In response to this situation, Schwartz proposes that monetary policy should not be used as a tool for economic growth, as it must remain stable and conservative. In his view, banks should aim for zero inflation and allow economic growth to lower the prices of some goods. Additionally, they should develop financial security policies and deposits that make them less dependent on the government. He argues against using the Central Bank’s discount rate, as interest rates are an ambiguous tool—sometimes they reduce inflation, and other times they sustain it. He also opposes a European banking union and a common income policy.
During the Q&A session, Pedro Schwartz affirms that low inflation is possible, as it is a monetary phenomenon, and that inflation can also decrease if the production of real goods and services expands. He highlights how an event like the collapse of Credit Suisse affects Spain, as we live in a globalized financial world—evident in how Spain’s three largest banks saw their stock prices decline following this event. He also warns that while excessive money creation was a mistake, an excessive reduction of money supply could also be problematic. Additionally, Schwartz emphasizes that rising interest rates have severe financial consequences; increasing the cost of money does not reduce its loss of value but instead threatens the financial stability of private banks.

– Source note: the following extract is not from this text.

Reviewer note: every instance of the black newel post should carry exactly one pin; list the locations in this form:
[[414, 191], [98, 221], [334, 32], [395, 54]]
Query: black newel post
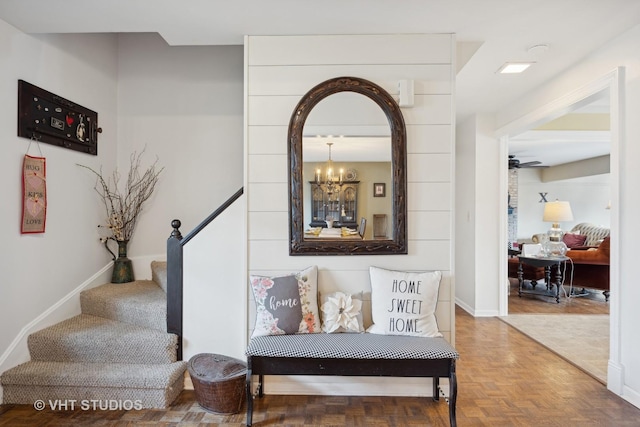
[[174, 284]]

On other matters, Pedro Schwartz argues that banks must safeguard their profit margins and acknowledges that mortgage holders will suffer due to past monetary policy errors. He warns that excessive government debt could reach a point where further borrowing abroad is impossible, forcing governments to raise taxes to pay pensions. Furthermore, he stresses that the war in Ukraine has fundamentally changed defense policy perceptions, making public defense spending essential for maintaining the stability of democracies. He also notes that China’s central bank has taken a conservative approach and has not fueled inflation, thereby implementing the correct monetary policy.
Finally, INCIPE’s Secretary-General, Manuel Alabart, concludes by emphasizing that central banks bear responsibility for inflation and that a stable monetary policy is necessary.